It always strikes me how people think of Easter as being less important than Christmas.  In fact, the early Church called Christmas the “Christmas Pasch.”  This, therefore implies that it is tied in with the Easter Celebration.  It is also quite interesting to note that the Filipino term for Christmas, I believe is Pasko; we can see from that, the derivation of the word Pasch (Paschal) or the Easter Mysteries.  Perhaps there is an interlinking between the Christmas Narratives and the Resurrection Narratives.  There cannot be one without the other!

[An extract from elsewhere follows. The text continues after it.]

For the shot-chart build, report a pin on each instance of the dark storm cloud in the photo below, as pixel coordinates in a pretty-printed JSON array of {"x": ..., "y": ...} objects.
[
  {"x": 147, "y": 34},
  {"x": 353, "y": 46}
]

Therefore, our Easter Challenge is the same as Mary Magdalene’s: when she saw that the Lord had risen from the tomb she ran to the disciples and told them that, in many words that the Lord had risen!  So too, we must go out today and tell people about Jesus and about what he has done for us.  People may not at first believe in the Easter Mysteries but they should believe in Jesus because he was a man who lived 2000 years ago and there is proof of that in the Scriptures.  That is what we must do: proclaim to the whole world, Christ’s triumph over death!

I’ll conclude now by reading to you an extract from a story entitled ‘Dead and Alive again’ which comes from a children’s book published in the mid 1990s.  And this story gives an easy understanding of what our challenge must be.  It is taken from a child’s perspective, as other people are included.

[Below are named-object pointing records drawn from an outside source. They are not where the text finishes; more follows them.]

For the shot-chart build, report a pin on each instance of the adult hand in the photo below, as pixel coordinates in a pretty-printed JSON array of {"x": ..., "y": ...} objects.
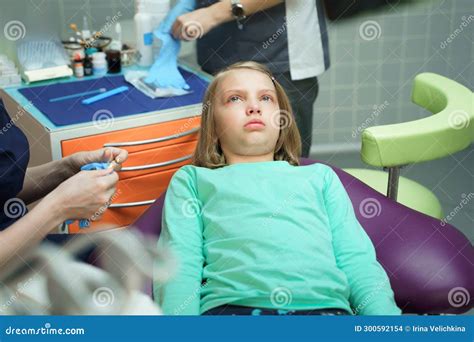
[
  {"x": 83, "y": 195},
  {"x": 113, "y": 155},
  {"x": 195, "y": 24}
]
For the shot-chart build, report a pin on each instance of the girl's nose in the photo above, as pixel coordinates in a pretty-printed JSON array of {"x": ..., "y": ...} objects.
[{"x": 253, "y": 109}]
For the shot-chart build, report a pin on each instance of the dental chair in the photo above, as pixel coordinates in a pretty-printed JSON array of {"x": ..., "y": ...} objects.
[{"x": 429, "y": 262}]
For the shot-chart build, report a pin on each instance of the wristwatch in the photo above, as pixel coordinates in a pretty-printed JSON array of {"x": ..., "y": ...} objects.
[{"x": 238, "y": 13}]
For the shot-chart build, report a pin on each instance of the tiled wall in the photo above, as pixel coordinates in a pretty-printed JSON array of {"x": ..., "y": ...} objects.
[{"x": 370, "y": 79}]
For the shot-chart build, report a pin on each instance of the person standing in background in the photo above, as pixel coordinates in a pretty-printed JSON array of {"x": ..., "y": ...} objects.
[{"x": 289, "y": 38}]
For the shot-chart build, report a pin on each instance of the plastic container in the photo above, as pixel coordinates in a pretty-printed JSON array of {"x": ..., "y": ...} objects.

·        …What they didn’t know, of course, was that they had not got rid of him at all!  Jesus died on the Friday, nothing much happened on Saturday, because that was the resting day and people were not allowed to work.  Then on Sunday, Mary Magdalene said to his friends, Joanna and another Mary, ‘let’s go to Jesus’ grave.  At the very least we could put some flowers on it.’  Joanna was not really sure.  The government did not like Jesus, she had once said, and she believed that they would be guarding his tomb to find out who his friends were.  But the other Mary said, ‘they probably know about us, anyway.  I agree with Mary – we must go and look.’…When they got there the grave was empty.  Then they found someone waiting there who told them that he was alive again.  Well, Joanna and Mary were terrified!  They didn’t know what was going on, but they knew they did not like it.  So they ran off, not telling a single person.  Mary Magdalene stayed.  What was said hadn’t really sunk in, when she saw a gardener.  It was still darkish and she couldn’t see him all too well so she asked him where to find Jesus’ grave.  Familiarly, the gardener said to her, ‘Mary!’  It was Jesus!  He was alive!…Mary asked Jesus what she should do, and he said: ‘Go and find the others…and tell them that I am alive…wherever people are, they’ll find me there…”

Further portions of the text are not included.